Gato anônimo!
Foto e composição: Neusa Gatto Pereira
Neusa Gatto
Serei um gato filósofo? Daqueles que dá aos pensamentos tamanho valor? Ou o que venho a escutar em minhas andanças pela vida agora se constrói num livro que passo a explicar? Aceitadas por mim mesmo, sou meu maior divulgador de ideias, pensamentos, alguns momentos de alegria. Sim, sou um gato sério. Nem tanto por medo dos seres humanos. A não ser alguns que de longe identifico como estranhos.
Como sei? Alguma coisa mais forte se interfere entre nós. E se cria o abismo, diria eu... Olho para o lado e, ali está, aquela aranha de novo a bambolear pela árvore. Longe demais pra mim e fora da minha área de entendimento do que seja lazer. Nos enroscam todas aquelas finas gosmas que espalham pelo caminho. Se enrolam tanto que perde a graça a brincadeira.
Fico aqui a ouvir o barulho da rua. Sim, moro em uma casa onde sou dono absoluto. Com o conhecimento que tenho hoje da vida não me arvoro a me postar como “proprietário”. Embora essa seja uma característica minha, da qual muito me orgulho, devo dizer que, com conceitos mais definidos, pouca coisa me incomoda. Sou um gato de opinião, vamos dizer assim. Algumas até maleáveis eh eh eh...
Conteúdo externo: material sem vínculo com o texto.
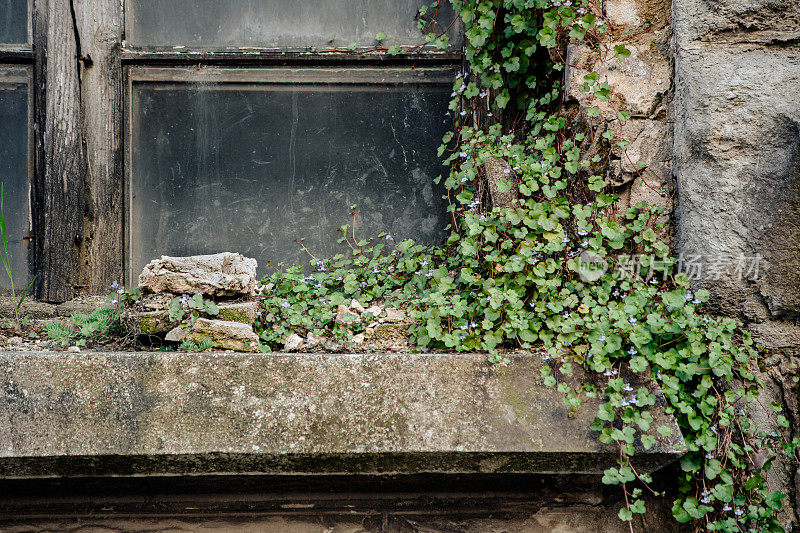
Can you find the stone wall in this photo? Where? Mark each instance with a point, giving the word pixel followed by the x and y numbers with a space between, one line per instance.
pixel 737 166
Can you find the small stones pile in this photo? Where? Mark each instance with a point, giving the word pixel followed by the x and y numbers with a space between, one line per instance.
pixel 380 329
pixel 228 279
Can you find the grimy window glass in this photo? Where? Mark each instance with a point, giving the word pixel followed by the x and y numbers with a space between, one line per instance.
pixel 292 24
pixel 249 160
pixel 13 21
pixel 14 167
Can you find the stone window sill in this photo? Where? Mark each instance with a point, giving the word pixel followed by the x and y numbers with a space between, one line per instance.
pixel 123 414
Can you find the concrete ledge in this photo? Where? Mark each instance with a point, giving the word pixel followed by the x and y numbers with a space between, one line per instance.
pixel 128 414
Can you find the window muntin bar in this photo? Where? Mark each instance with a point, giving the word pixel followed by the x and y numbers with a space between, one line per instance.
pixel 280 24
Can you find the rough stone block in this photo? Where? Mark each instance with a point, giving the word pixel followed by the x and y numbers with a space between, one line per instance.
pixel 500 174
pixel 172 413
pixel 639 83
pixel 244 312
pixel 222 333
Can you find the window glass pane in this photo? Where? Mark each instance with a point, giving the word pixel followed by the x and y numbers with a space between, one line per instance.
pixel 250 166
pixel 13 21
pixel 14 161
pixel 279 23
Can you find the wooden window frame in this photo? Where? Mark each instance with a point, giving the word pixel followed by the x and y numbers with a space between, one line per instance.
pixel 78 190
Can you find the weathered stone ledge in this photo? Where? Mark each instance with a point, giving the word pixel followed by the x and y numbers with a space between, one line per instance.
pixel 225 413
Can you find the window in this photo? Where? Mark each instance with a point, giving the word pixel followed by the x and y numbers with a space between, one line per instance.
pixel 224 155
pixel 251 159
pixel 14 26
pixel 15 133
pixel 134 128
pixel 278 24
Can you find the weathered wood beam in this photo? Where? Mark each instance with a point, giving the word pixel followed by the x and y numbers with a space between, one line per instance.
pixel 98 26
pixel 58 187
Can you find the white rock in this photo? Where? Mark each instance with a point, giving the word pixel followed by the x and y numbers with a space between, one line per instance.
pixel 356 306
pixel 293 342
pixel 374 310
pixel 394 316
pixel 345 316
pixel 222 333
pixel 223 275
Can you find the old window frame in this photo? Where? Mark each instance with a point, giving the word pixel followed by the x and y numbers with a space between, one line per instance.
pixel 21 56
pixel 78 191
pixel 332 78
pixel 233 64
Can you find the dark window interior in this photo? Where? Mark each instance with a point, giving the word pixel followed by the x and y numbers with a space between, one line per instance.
pixel 13 21
pixel 14 168
pixel 286 24
pixel 249 167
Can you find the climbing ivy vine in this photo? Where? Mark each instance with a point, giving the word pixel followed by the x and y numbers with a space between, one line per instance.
pixel 518 276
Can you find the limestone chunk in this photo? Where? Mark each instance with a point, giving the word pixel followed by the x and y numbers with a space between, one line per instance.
pixel 222 333
pixel 293 342
pixel 225 275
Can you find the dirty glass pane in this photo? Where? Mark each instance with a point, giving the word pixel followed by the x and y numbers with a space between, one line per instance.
pixel 280 23
pixel 13 21
pixel 250 167
pixel 14 161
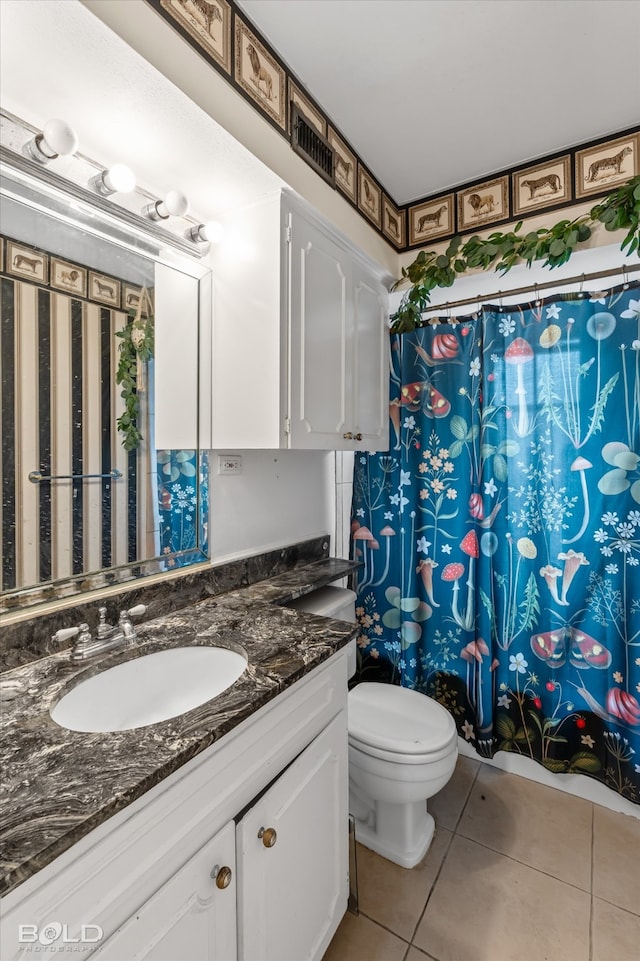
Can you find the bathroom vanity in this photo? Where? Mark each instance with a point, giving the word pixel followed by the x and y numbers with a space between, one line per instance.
pixel 220 834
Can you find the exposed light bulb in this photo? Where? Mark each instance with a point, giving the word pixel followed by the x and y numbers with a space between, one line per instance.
pixel 117 179
pixel 57 139
pixel 175 204
pixel 212 233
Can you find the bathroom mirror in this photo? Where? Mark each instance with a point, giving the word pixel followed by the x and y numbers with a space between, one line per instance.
pixel 79 510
Vivo no viver dos meus dias. Um cochilo na capota do carro na garagem. Um espreguiçar debaixo do pé de abacate. Um longo olhar para o céu...
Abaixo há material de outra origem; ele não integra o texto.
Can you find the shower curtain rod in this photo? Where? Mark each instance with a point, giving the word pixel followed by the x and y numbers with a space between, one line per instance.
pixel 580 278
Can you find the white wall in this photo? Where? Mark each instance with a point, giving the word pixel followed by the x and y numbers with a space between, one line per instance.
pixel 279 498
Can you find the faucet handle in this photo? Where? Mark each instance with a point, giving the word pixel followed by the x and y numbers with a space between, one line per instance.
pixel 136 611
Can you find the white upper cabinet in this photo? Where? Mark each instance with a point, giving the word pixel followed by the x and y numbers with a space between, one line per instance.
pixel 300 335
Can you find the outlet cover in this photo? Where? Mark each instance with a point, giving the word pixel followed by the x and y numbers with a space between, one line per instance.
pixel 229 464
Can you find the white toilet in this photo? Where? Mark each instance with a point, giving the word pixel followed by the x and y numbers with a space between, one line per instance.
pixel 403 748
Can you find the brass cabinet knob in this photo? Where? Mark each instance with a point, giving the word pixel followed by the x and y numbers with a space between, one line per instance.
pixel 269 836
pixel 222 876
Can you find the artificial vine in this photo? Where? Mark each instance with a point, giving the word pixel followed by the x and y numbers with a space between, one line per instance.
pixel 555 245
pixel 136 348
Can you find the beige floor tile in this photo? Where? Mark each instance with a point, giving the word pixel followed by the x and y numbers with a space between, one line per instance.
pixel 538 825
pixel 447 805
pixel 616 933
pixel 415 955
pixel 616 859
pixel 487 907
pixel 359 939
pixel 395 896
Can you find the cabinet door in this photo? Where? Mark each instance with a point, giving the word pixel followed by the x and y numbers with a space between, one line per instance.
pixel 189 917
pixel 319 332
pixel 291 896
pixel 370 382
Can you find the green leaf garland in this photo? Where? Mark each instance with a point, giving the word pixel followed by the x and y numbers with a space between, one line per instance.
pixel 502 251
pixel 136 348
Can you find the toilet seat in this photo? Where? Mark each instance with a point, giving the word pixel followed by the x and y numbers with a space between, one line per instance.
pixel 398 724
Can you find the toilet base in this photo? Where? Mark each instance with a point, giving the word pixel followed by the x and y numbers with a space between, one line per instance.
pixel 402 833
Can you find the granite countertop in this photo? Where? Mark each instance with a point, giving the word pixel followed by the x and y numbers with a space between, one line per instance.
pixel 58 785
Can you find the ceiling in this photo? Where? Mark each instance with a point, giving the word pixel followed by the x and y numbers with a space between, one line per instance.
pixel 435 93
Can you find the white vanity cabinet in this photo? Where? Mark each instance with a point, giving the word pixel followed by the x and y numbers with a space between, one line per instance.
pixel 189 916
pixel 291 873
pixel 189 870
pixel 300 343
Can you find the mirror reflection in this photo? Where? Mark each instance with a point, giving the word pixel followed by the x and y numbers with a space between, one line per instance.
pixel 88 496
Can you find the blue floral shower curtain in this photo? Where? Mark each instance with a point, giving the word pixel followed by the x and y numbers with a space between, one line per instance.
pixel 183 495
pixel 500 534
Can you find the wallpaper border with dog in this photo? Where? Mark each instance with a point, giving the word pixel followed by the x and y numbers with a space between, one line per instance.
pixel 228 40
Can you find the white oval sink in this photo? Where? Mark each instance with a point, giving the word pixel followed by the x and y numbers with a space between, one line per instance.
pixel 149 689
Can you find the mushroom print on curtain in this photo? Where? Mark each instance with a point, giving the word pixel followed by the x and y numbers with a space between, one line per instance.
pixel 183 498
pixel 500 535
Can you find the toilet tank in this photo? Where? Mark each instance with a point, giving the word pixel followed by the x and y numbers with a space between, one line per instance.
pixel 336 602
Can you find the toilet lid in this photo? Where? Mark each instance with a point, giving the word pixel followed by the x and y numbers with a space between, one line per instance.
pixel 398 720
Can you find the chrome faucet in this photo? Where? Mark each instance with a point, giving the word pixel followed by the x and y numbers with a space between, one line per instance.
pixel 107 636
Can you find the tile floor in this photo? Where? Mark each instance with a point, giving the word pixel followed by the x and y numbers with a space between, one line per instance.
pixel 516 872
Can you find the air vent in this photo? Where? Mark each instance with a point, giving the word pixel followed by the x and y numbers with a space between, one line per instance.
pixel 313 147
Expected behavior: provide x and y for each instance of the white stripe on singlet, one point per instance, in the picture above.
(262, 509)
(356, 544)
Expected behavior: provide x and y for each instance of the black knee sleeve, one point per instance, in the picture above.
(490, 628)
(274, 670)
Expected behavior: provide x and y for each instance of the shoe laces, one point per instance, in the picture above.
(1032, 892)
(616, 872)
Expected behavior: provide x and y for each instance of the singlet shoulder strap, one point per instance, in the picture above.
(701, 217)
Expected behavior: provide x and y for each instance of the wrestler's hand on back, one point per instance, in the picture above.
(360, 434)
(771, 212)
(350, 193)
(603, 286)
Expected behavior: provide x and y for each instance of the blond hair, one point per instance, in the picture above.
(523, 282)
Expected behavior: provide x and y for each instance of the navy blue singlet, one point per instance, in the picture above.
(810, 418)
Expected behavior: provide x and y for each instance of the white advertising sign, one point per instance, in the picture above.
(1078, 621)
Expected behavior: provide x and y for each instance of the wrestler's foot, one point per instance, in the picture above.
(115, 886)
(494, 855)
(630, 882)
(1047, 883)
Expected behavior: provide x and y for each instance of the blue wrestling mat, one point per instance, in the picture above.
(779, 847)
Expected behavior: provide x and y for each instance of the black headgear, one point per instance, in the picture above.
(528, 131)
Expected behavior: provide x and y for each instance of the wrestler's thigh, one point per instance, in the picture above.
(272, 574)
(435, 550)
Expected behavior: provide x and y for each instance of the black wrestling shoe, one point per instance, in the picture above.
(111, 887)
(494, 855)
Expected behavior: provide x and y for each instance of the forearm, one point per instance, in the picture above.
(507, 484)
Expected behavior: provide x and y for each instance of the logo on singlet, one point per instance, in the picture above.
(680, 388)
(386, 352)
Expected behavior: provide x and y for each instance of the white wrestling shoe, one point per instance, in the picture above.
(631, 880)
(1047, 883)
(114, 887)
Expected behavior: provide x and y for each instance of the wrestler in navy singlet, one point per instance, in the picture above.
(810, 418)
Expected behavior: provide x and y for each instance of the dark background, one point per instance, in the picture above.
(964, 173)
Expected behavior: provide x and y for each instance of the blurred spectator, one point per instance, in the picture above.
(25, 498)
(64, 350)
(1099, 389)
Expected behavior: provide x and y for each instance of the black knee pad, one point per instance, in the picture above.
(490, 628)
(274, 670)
Há uma organização astral na minha vida que... Gato, por favor, essa questão de “astral” não lhe parece um tanto pernóstica?
De maneira alguma, digo com convicção. Sou um mar de emoção por dentro. Me deleito com quem gosto. Sou gato reservado. Quieto. Sem alardes. Me conhecem todos que vem aqui. Tenho lá algumas predileções.
Já estou a filosofar, matuta...
Na rua, alguém grita alguma coisa. Outro ouve um som. A molecada... O barulho urbano das coisas da vida.
Ouço agora o tilintar daqueles deliciosos grãos de comida em minha tigela. Mais tarde desço a rua pra ver a gatinha mais bonita do pedaço. A mais linda, chique, dengosa, fashion gata de todas que já vi aí pelos muros, ruas, calçadas, jardins, terrenos baldios. Por acaso. Numa janela da rua, lá estava ela. Me viu. Nos vimos. E na troca de olhares...
Não sai e eu, brother da rua, entendo. Gata dondoca. Mimada. Num outro mundo. Outro tudo. Não importa. Gosto dela e, hoje, subo no muro pra chegar mais perto. Me ajeito e foco meus olhos nela. Ela, como uma obra de arte, também fica a olhar pra mim. Ronrono alto. A paz me invade. E, lá vou eu a filosofar de novo...
Neusa Gatto é jornalista e produtora de vídeos.